Une lecture transversale plutôt que chronologique permet de constater à quel point le processus migratoire comporte des éléments quasi universels. Trois constantes traversent l’expérience migratoire de tous les groupes. Premièrement, il est clair que l’immigration est l’envers de la médaille de l’émigration : tous les groupes ont été poussés, voire forcés, à émigrer pour des raisons historiques relevant de guerres, de conflits, d’oppression, de corruption, de répression, de crises économiques et de pauvreté. Deuxièmement, l’intégration relève davantage de mécanismes internes aux groupes que de politiques officielles. Le rôle des associations ethnoculturelles et des Églises a été particulièrement central dans le processus d’intégration. Enfin, avec le temps, il semble que l’intégration soit « réussie ». En tout cas, tous les chapitres des deux premières périodes concluent à une intégration réussie des groupes en question. Seule la dernière période, témoin d’une immigration sous le signe de la « visibilité », insiste sur les obstacles à l’intégration liés au racisme et à la discrimination. Cette vision idyllique pose un problème méthodologique central à toute oeuvre historique : se peut-il que la mémoire historique balaie les difficultés réelles d’intégration en ne retenant que les éléments positifs? Ou bien s’agit-il de difficultés qui s’estompent avec le temps?

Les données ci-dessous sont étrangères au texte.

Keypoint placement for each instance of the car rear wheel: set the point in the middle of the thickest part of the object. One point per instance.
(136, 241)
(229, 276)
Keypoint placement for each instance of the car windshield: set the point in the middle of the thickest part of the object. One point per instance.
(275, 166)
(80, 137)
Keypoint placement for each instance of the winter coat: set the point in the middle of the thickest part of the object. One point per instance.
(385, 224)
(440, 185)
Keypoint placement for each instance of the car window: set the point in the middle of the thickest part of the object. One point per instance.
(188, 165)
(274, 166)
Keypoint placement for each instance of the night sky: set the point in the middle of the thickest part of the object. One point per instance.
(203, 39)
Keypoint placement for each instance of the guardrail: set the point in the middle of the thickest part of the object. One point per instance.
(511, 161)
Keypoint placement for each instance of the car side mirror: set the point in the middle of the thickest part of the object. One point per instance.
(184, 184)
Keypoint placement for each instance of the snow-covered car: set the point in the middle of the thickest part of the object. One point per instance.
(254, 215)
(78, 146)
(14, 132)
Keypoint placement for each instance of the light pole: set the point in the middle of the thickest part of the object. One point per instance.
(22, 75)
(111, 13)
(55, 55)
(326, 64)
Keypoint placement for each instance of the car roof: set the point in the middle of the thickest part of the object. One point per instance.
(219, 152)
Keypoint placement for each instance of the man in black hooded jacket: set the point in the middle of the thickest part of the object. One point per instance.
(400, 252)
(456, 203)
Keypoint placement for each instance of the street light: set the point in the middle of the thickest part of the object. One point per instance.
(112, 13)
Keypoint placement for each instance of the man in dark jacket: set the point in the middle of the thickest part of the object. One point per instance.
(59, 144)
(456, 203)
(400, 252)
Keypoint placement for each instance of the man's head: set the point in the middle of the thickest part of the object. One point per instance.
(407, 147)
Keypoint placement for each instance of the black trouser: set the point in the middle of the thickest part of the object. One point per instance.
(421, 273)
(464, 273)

Un dernier mot sur la représentativité des 14 groupes retenus. Dans l’ensemble, ces groupes représentent bien l’histoire de l’immigration au Québec. Je formulerais deux bémols : (i) deux groupes importants sont absents de la liste, soit ceux de la France et de la Chine, qui font partie des 10 principaux groupes en 2011 et (ii) le regroupement des derniers groupes (asiatiques, africains et maghrébins) appauvrit le cadre monographique du livre, qui devait permettre de faire le lien direct entre un groupe et son pays d’origine.